Das Schloss könnte etwas benutzerfreundlicher gestaltet sein, sowohl was die Flexibilität des Kabels als auch die Lage des Touchpad angeht. Letzteres befindet sich nahe der Hinterradnabe, also nur ca, 40 cm über dem Boden. Es wäre schon deutlich benutzerfreundlicher, würde man zumindest die Elektronik z.B, als „Satteltasche“ anordnen.
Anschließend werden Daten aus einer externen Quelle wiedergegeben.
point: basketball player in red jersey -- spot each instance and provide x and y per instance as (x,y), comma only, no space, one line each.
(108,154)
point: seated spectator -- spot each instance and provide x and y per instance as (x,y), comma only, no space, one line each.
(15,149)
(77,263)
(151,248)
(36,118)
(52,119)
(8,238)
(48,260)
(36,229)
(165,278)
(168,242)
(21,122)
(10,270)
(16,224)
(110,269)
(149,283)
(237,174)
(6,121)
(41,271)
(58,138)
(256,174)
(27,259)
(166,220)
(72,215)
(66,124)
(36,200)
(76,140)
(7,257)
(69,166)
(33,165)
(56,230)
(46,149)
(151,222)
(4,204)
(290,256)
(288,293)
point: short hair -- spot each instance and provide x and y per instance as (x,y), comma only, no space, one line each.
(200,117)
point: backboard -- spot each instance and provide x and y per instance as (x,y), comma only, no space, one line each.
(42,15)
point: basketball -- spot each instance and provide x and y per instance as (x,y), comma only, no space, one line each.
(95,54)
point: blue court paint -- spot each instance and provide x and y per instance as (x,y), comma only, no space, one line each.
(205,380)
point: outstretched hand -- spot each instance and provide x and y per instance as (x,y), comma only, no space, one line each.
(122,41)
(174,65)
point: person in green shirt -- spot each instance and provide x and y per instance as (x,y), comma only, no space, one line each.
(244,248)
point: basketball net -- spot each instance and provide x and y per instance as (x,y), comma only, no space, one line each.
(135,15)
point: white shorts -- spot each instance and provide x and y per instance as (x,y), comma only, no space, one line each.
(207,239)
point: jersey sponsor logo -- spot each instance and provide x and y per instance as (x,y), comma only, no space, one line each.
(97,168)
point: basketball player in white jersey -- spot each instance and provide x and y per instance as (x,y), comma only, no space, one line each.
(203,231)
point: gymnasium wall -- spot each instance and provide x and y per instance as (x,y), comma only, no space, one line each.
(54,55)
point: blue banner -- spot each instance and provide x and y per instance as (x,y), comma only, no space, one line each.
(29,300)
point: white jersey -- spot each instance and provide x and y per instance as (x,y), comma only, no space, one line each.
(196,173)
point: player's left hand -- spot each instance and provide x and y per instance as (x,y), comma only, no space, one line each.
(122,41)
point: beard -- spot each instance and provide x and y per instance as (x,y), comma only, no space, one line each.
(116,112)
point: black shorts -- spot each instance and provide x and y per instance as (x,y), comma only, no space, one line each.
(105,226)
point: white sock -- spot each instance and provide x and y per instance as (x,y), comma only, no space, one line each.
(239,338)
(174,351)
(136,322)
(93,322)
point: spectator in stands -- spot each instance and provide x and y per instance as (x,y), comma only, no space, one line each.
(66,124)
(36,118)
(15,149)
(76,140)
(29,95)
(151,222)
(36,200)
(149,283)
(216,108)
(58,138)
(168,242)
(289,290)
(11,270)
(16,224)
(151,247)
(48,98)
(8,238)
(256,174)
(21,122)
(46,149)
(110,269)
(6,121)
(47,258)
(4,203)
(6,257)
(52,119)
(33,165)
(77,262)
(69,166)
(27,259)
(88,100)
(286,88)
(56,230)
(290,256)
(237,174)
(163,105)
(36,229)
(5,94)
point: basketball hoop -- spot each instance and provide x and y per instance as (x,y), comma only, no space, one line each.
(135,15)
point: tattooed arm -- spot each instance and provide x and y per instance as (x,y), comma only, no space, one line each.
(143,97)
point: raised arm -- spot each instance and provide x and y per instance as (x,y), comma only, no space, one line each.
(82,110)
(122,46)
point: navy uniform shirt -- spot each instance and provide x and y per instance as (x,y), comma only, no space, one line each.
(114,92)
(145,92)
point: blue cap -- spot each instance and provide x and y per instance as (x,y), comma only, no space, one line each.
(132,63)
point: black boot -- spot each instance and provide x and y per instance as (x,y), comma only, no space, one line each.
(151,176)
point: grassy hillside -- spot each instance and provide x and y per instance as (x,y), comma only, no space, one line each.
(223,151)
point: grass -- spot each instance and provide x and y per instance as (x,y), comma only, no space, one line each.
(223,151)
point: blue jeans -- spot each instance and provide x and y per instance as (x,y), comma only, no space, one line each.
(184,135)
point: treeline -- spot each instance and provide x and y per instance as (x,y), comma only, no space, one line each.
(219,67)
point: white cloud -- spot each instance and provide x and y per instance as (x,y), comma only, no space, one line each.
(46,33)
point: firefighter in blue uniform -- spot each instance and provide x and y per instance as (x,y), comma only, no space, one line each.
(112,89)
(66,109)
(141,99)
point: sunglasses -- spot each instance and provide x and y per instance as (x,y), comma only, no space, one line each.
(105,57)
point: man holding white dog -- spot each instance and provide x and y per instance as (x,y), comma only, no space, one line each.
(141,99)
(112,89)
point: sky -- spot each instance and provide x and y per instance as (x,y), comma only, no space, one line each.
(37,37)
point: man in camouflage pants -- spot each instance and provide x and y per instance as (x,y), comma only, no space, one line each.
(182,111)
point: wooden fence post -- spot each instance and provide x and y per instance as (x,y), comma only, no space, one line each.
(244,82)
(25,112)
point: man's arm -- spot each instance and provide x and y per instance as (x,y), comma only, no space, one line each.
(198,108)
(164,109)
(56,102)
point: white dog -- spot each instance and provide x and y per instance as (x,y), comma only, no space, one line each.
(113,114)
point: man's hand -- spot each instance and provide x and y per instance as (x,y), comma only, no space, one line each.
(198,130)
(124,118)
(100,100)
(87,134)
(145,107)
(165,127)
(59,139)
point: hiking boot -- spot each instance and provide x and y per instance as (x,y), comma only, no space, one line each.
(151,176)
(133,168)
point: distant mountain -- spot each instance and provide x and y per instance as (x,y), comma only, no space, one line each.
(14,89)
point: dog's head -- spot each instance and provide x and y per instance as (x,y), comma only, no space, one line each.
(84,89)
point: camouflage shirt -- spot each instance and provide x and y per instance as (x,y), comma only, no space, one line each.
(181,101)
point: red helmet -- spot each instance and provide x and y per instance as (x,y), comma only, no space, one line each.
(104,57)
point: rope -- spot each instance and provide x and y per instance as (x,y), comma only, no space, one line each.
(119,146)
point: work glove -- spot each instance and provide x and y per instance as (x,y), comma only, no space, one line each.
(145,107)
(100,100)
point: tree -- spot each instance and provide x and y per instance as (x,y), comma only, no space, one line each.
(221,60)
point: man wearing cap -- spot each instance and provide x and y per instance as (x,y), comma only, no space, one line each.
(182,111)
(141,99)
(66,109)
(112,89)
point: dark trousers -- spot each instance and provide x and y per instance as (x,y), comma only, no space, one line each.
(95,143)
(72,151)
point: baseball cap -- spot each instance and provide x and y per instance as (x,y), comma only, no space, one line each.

Da Rad selbst fährt sich deutlich besser, als das etwas klobige Aussehen vermuten lässt. Und wenn die Bikes immer so gut gepflegt sind, wie mein Testexemplar, macht es durchaus Spaß, damit die Stadt (und gerne auch das nähere Umland) zu erkunden. Dank der breiten Reifen muss es dabei nichtmal immer Aspalt und Beton sein, über den man radelt, zumindest grob befestigte Feld- und Waldwege sollten auch zu packen sein. Echtes Gelände natürlich nicht, es ist halt ein Citybike.

Insgesamt ein recht schönes Angebot, das ich sicherlich zukünftig hin und wieder nutzen werde. So ganz preiswert ist es nicht, aber für sein Geld bekommt man ein ordentlich gepflegtes Stadtfahrrad ohne größere technische Macken. Anders als etwa an der Bonner Radstation, die ziemlichen Schrott verleihen. Außerdem ist das Entleihen und Abgeben – wenn man erst einmal angemeldet ist und es einmal gemacht hat, wirklich unkompliziert und schnell.

Nebenei:

Nur falls einer auf die Idee kommen sollte: Ich bekomme für diesen Artikel kein Geld von der Bahn oder DB Rent. Ich fand das Produkt einfach interessant und habe mit diesem Arktiel ja auch keine Lobhudelei abgeliefert.